Jordan Peterson, author of 12 Rules for Life: An Antidote to Chaos, clinical psychologist and popular YouTube personality, has received some startling advice from a source he deems reliable within the Canadian military.
On Feb. 22 in a Facebook post Peterson said, “I’ve been in contact with a reliable source within the Canadian military and he told me today by email that if I had any sense I’d take my money out of the Canadian banks because the situation is far worse than I’ve been informed.”
Wielding powers granted via the Emergencies Act the Trudeau government has been freezing bank accounts of people connected to the Freedom Convoy 2022 protests that erupted in Ottawa and across the country at the end of January. To date between 206 and 210 accounts have been frozen containing some $7.8 million in funds, The Star reported.
Isabelle Jacques, assistant deputy minister of finance, has said that the emergency financial orders that took effect on Feb. 15 were not retroactive, meaning anyone who donated to the movement prior to the 15th should not fear that their bank accounts are going to be frozen.

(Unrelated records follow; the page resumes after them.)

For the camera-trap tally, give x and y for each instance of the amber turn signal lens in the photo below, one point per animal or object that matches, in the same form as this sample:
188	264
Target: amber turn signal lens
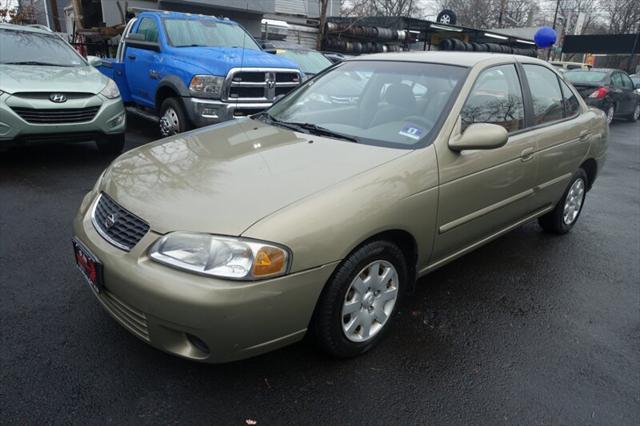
269	261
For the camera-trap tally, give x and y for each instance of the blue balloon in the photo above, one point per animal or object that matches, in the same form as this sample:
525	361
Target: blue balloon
545	37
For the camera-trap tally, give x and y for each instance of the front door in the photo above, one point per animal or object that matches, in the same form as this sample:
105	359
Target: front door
484	191
142	64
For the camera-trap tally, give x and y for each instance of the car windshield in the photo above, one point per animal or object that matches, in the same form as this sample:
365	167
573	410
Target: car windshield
397	104
33	48
207	32
310	62
583	76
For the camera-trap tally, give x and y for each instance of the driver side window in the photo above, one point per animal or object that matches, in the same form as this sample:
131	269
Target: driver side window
496	98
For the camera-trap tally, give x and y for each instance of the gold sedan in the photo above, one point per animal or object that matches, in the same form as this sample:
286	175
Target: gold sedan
319	214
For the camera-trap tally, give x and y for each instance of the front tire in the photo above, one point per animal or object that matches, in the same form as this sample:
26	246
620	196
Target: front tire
564	216
173	119
360	300
111	145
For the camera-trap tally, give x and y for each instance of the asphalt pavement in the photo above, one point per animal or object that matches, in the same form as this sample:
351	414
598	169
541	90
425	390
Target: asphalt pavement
530	329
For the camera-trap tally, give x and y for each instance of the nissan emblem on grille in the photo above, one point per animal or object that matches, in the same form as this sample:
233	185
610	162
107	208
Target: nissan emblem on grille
110	220
270	80
58	98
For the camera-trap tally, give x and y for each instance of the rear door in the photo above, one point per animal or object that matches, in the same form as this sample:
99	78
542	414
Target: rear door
142	64
484	191
560	129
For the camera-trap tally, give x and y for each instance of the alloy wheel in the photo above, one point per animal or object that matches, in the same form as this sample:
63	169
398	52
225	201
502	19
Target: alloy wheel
369	301
169	123
573	202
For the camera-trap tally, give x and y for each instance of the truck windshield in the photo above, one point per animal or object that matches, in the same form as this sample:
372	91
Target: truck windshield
207	32
32	48
385	103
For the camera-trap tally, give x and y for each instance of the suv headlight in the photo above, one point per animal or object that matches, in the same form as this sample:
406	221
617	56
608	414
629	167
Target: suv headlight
206	86
223	257
110	91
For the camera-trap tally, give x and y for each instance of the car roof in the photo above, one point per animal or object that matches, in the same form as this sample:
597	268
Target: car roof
464	59
27	29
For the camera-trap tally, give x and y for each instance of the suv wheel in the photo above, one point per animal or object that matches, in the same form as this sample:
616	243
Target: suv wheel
173	119
360	300
561	219
111	144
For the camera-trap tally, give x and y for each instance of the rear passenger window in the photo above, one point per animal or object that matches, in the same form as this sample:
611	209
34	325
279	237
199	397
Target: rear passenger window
545	94
571	105
149	29
496	98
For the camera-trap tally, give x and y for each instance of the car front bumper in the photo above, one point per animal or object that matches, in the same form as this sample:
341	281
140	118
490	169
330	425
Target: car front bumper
109	119
203	112
177	311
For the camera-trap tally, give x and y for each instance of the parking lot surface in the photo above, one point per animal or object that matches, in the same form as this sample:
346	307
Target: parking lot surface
530	329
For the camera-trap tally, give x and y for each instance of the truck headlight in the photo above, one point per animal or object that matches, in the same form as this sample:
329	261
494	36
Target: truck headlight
206	86
110	91
223	257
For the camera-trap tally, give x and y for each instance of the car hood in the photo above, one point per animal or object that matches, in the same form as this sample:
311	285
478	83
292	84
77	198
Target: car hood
219	60
31	78
222	179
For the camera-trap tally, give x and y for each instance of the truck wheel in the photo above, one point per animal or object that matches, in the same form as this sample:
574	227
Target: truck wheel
111	144
173	119
360	300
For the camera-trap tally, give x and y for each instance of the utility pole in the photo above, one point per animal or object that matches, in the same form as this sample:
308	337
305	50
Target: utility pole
555	18
323	21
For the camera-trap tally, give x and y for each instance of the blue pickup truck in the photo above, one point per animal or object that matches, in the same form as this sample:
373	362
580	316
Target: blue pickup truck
185	70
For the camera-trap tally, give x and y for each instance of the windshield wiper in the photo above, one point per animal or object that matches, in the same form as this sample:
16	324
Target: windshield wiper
46	64
323	131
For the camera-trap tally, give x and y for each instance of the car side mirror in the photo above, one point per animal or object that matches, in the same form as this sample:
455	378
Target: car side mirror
94	61
480	136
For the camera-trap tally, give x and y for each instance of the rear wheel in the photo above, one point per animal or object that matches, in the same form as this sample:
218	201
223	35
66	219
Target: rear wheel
562	218
173	119
111	144
635	114
360	300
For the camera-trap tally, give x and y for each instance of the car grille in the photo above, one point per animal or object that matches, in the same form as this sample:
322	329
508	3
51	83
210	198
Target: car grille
260	85
56	116
131	318
118	226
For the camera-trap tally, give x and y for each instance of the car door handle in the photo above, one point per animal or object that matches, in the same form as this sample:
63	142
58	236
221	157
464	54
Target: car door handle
527	154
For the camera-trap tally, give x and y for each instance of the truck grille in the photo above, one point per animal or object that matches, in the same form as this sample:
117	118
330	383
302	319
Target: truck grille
260	85
118	226
56	116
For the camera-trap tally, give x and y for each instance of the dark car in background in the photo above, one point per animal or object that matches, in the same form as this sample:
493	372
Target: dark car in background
611	90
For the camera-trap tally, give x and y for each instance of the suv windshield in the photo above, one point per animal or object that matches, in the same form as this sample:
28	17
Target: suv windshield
32	48
397	104
207	32
584	76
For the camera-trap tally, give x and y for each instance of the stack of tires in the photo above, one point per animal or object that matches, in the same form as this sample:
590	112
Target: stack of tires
356	39
459	45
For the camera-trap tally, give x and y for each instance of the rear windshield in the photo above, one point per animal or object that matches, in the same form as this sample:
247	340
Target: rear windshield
577	77
207	33
31	48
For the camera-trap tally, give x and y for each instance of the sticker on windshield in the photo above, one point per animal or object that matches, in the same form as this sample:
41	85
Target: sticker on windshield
412	131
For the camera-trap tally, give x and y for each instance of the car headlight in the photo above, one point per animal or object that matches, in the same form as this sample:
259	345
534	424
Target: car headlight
110	91
223	257
207	86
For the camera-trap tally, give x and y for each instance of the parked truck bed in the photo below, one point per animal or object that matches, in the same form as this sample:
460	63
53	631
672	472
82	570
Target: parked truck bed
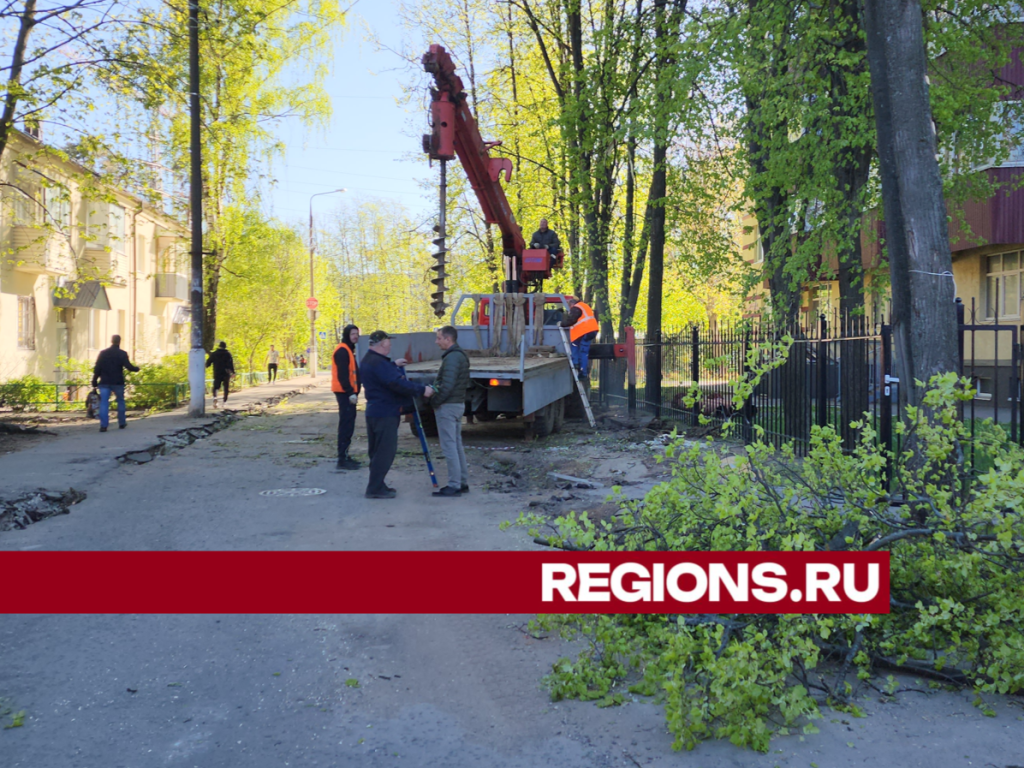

However, reports have surfaced that people who legally donated to a GiveSendGo campaign, set up to finance the trucker protests, have had their bank accounts frozen.
Canadian MP Mark Strahl, a Conservative Member of Parliament for Chilliwack, said that a constituent of his, a single mother who legally donated $50 to the campaign prior to Feb. 15, has had her account frozen.
“She hasn’t participated in any other way. Her bank account has now been frozen,” Strahl wrote.
In an about face the Canadian federal government is now saying that the Royal Canadian Mounted Police (RCMP) are working with financial institutions to unfreeze accounts seized under the Emergencies Act, The Star reported.
Jacques said that the RCMP began “sharing information” with banks and financial institutions on Monday that should result in affected accounts being “unfrozen.”
Jacques said on Tuesday that bank accounts may still be subject to other freeze orders issued by the province or by an Ontario Superior Court trial judge.
The confusion, spurred by the Trudeau administration, risks further undermining confidence in Canada’s banking system at a time when many communities are still struggling to recover from harsh lock downs and other COVID-19 containment measures that have wreaked havoc on the Canadian economy.